After four years at her home healthcare job, she earns only $11.75 per hour — $3.80 less than the $15.55 she makes in Metcalfe’s kitchen after only one year. She’d rather work only in the kitchen and dreams of someday owning and operating her own business: a food truck with her youngest daughter, age 11.
Metcalfe’s co-executive chef for Levy, Todd Yeckel, chimes in about his Culinary Kitchen-trained employees’ work habits:
“They know the basics and they pay attention. They complete their jobs in a timely manner,” he said. “It’s a pleasure to have people who pay attention and learn and expedite the way you expect. They’re here to work and be a part of the team. They don’t just show up. They have heart and instinct.”
The main challenge going forward for making a bridge between workers like Moore, Williams, and Reeves and good jobs like those at Levy, is expanding the reach of education and training partnership programs like Community Kitchen, Miller said.

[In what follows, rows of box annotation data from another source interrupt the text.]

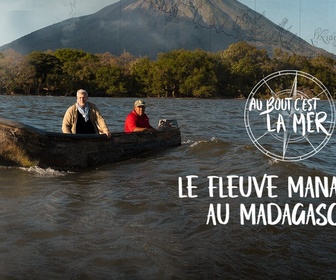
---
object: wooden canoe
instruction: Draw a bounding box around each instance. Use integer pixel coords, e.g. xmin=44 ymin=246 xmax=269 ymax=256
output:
xmin=0 ymin=117 xmax=181 ymax=170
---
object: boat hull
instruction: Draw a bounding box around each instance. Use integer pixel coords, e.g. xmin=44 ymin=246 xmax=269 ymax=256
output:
xmin=0 ymin=118 xmax=181 ymax=170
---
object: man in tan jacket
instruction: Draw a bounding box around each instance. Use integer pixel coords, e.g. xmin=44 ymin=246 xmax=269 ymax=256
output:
xmin=62 ymin=89 xmax=111 ymax=137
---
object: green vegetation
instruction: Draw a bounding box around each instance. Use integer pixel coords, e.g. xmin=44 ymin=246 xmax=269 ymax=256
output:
xmin=0 ymin=42 xmax=336 ymax=98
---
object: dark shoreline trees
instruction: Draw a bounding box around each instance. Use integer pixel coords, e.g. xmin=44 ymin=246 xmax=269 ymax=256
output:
xmin=0 ymin=42 xmax=336 ymax=98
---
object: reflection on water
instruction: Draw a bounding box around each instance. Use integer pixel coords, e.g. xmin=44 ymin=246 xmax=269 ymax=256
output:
xmin=0 ymin=96 xmax=336 ymax=279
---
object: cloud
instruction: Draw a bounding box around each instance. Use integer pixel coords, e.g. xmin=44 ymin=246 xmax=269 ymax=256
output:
xmin=0 ymin=0 xmax=118 ymax=46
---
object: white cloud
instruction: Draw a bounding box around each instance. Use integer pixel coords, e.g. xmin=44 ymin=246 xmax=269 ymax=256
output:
xmin=0 ymin=0 xmax=118 ymax=46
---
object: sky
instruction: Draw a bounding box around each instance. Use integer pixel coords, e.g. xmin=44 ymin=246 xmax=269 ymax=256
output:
xmin=0 ymin=0 xmax=336 ymax=54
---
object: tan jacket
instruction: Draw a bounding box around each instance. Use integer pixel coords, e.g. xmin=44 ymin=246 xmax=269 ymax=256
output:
xmin=62 ymin=102 xmax=109 ymax=134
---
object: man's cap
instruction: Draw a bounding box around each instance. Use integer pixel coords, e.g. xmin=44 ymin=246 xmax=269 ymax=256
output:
xmin=134 ymin=99 xmax=146 ymax=107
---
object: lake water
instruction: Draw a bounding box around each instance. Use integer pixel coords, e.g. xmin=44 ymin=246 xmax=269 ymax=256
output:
xmin=0 ymin=96 xmax=336 ymax=279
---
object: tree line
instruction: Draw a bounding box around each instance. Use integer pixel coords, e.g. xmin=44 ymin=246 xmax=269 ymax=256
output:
xmin=0 ymin=42 xmax=336 ymax=98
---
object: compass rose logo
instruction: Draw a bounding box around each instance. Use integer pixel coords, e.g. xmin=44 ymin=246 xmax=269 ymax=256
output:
xmin=244 ymin=70 xmax=335 ymax=161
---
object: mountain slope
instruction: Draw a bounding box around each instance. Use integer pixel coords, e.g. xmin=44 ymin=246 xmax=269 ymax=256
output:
xmin=0 ymin=0 xmax=326 ymax=58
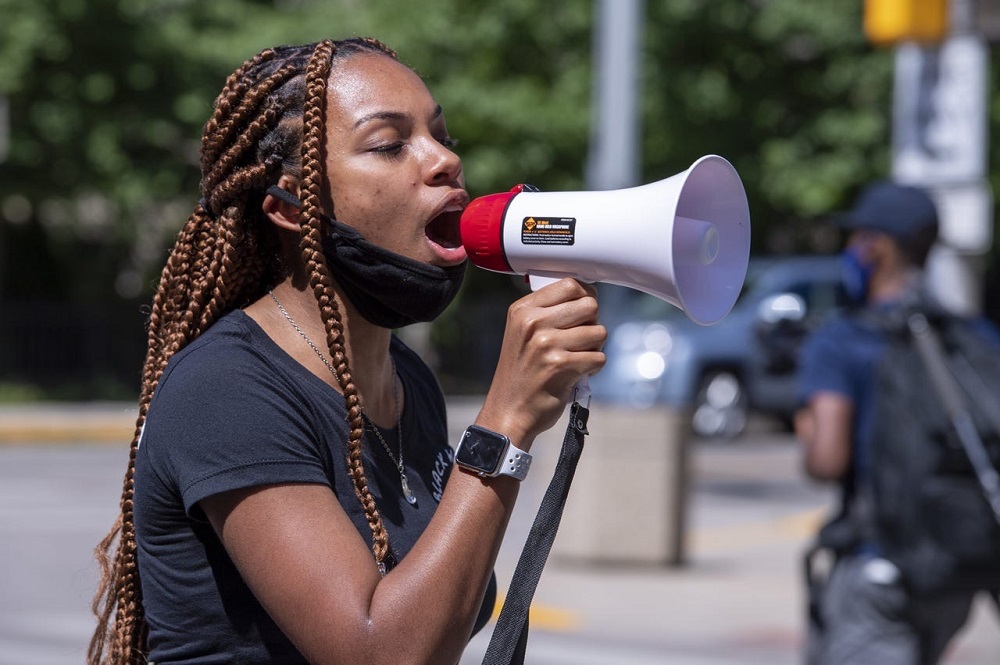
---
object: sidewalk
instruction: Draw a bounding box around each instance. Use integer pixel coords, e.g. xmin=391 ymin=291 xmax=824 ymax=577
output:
xmin=0 ymin=402 xmax=139 ymax=447
xmin=0 ymin=399 xmax=1000 ymax=665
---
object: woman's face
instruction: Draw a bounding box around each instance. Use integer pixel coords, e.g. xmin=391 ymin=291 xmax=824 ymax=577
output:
xmin=326 ymin=54 xmax=469 ymax=266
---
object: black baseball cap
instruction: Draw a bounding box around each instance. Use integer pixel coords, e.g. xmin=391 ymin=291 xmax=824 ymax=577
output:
xmin=833 ymin=181 xmax=938 ymax=244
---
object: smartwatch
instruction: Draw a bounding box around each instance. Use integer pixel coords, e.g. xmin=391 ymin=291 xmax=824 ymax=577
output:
xmin=455 ymin=425 xmax=531 ymax=480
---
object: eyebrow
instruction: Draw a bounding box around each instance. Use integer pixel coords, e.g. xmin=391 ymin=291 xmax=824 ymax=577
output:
xmin=354 ymin=104 xmax=444 ymax=129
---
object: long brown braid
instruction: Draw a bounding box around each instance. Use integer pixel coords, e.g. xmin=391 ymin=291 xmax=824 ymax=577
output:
xmin=88 ymin=38 xmax=396 ymax=665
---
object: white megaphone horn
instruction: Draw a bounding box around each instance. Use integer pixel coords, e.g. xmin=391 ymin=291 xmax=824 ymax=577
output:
xmin=461 ymin=155 xmax=750 ymax=325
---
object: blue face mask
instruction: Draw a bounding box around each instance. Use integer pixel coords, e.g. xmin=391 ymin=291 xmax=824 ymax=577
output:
xmin=840 ymin=245 xmax=872 ymax=304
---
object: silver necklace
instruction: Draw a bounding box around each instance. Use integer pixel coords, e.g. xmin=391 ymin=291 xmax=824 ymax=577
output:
xmin=267 ymin=289 xmax=417 ymax=506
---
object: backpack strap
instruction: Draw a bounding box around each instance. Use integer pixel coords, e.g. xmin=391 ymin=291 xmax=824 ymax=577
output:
xmin=907 ymin=312 xmax=1000 ymax=524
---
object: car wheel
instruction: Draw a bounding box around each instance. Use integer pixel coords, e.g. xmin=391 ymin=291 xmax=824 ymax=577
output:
xmin=691 ymin=371 xmax=748 ymax=439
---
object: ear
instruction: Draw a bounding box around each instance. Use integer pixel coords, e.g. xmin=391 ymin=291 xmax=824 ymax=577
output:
xmin=260 ymin=175 xmax=300 ymax=233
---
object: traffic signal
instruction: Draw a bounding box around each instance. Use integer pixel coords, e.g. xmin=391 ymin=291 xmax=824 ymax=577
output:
xmin=864 ymin=0 xmax=948 ymax=46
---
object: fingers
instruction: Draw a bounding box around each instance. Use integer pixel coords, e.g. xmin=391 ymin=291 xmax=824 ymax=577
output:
xmin=481 ymin=279 xmax=607 ymax=445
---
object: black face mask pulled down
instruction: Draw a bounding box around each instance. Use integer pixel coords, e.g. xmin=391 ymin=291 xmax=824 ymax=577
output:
xmin=267 ymin=186 xmax=466 ymax=328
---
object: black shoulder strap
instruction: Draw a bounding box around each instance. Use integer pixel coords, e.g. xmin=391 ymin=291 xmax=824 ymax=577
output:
xmin=483 ymin=402 xmax=590 ymax=665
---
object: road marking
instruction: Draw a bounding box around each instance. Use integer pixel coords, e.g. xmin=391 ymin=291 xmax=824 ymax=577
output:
xmin=689 ymin=507 xmax=828 ymax=555
xmin=492 ymin=507 xmax=827 ymax=632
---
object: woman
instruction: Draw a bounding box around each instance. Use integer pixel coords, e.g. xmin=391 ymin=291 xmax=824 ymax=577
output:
xmin=90 ymin=39 xmax=606 ymax=664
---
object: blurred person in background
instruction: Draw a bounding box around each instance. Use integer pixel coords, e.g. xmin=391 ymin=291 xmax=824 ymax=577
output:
xmin=795 ymin=182 xmax=1000 ymax=665
xmin=89 ymin=39 xmax=606 ymax=665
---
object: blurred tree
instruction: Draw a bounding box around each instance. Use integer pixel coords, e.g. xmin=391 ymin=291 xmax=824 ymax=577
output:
xmin=0 ymin=0 xmax=1000 ymax=394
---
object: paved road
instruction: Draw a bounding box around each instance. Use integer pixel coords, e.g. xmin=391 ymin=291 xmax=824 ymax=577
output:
xmin=0 ymin=401 xmax=1000 ymax=665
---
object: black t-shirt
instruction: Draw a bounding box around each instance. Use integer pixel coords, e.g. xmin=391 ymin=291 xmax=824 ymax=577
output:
xmin=134 ymin=311 xmax=496 ymax=663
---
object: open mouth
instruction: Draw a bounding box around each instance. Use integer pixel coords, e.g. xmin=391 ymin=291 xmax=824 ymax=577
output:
xmin=425 ymin=211 xmax=462 ymax=249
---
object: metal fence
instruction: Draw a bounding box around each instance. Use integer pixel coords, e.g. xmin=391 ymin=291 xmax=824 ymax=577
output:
xmin=0 ymin=301 xmax=146 ymax=399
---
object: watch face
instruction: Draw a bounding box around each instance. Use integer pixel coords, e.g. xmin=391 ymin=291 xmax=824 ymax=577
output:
xmin=456 ymin=427 xmax=507 ymax=476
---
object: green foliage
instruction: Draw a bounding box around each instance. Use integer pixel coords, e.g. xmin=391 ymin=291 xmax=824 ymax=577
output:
xmin=0 ymin=0 xmax=1000 ymax=392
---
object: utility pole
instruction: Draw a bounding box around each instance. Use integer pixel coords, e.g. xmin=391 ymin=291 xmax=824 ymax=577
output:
xmin=586 ymin=0 xmax=645 ymax=195
xmin=865 ymin=0 xmax=993 ymax=314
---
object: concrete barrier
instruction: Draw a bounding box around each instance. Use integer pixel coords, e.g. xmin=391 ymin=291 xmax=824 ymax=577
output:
xmin=552 ymin=404 xmax=691 ymax=566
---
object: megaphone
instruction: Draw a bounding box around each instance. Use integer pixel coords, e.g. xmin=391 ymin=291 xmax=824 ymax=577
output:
xmin=461 ymin=155 xmax=750 ymax=325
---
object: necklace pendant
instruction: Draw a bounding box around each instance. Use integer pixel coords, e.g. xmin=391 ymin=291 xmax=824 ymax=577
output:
xmin=399 ymin=472 xmax=417 ymax=506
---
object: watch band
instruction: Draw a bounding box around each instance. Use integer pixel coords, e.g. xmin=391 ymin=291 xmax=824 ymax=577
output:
xmin=497 ymin=442 xmax=531 ymax=480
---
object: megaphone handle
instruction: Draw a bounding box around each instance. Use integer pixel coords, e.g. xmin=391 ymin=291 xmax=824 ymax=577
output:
xmin=528 ymin=274 xmax=590 ymax=407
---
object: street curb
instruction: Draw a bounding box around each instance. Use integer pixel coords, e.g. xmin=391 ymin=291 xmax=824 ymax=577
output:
xmin=0 ymin=402 xmax=137 ymax=445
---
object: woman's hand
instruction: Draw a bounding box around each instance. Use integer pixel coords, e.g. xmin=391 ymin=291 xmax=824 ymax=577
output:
xmin=476 ymin=278 xmax=607 ymax=449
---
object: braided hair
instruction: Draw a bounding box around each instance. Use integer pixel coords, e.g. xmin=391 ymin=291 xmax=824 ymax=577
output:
xmin=88 ymin=38 xmax=396 ymax=665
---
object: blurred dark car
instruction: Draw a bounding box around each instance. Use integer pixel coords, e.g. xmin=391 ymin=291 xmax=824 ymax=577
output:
xmin=590 ymin=256 xmax=843 ymax=437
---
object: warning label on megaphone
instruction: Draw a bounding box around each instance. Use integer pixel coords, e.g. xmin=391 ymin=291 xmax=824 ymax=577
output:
xmin=521 ymin=217 xmax=576 ymax=245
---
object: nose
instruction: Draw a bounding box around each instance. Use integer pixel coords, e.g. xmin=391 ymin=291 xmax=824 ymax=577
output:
xmin=428 ymin=139 xmax=462 ymax=185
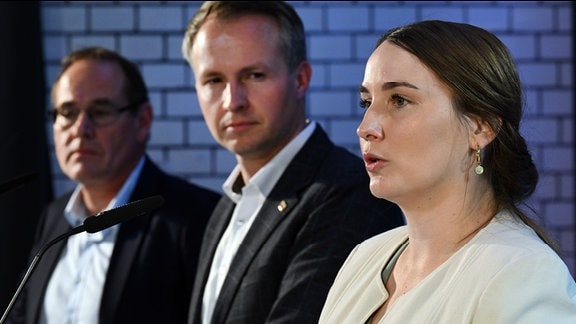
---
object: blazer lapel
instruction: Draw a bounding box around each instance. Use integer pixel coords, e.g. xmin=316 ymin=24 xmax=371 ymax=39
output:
xmin=26 ymin=201 xmax=71 ymax=322
xmin=190 ymin=195 xmax=236 ymax=323
xmin=100 ymin=158 xmax=162 ymax=323
xmin=212 ymin=125 xmax=333 ymax=323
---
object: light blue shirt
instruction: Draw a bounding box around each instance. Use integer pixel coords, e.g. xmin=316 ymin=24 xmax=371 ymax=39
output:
xmin=40 ymin=157 xmax=144 ymax=324
xmin=202 ymin=122 xmax=316 ymax=323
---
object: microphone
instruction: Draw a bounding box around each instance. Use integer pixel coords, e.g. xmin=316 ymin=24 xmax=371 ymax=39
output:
xmin=0 ymin=171 xmax=38 ymax=195
xmin=0 ymin=196 xmax=164 ymax=324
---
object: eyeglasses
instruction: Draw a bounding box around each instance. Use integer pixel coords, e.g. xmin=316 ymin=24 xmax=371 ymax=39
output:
xmin=48 ymin=101 xmax=142 ymax=128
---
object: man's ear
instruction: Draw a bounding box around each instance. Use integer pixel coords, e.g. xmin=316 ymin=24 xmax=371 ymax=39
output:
xmin=296 ymin=61 xmax=312 ymax=98
xmin=469 ymin=117 xmax=496 ymax=150
xmin=138 ymin=102 xmax=154 ymax=141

“It’s a small program right now. There’s about 309 people served by 14 programs statewide and they’re trying to meet a goal of having 30 partnerships by the end of the year.”
She said some mandated government-run programs attempt to simply place people into jobs.
“What we have to do is fix our intake process, because when we bring people in, we talk to them about getting to work but we’re not necessarily having a conversation with them about ‘what is it that you want to do?’ and ‘let’s talk long term about in three to five years, where do you want to be?’”
“A lot of the population we serve is anxious to work,” she said. “It’s about having a different conversation.”
Or, to put the Community Kitchen experience into Sierra Moore’s words: “I got awareness, good skills, and proper terminology. Everything they taught, I use and I needed. I knew how to cook, but they gave me the right tools to proceed professionally versus just being a cook at home.”
And the best part of Sierra’s new professional life in the kitchen?
“I like the real freedom of being able to learn. And I just love to see the happiness once people taste your food, to see their faces light up because they were pleased with my meal. That’s my end goal.”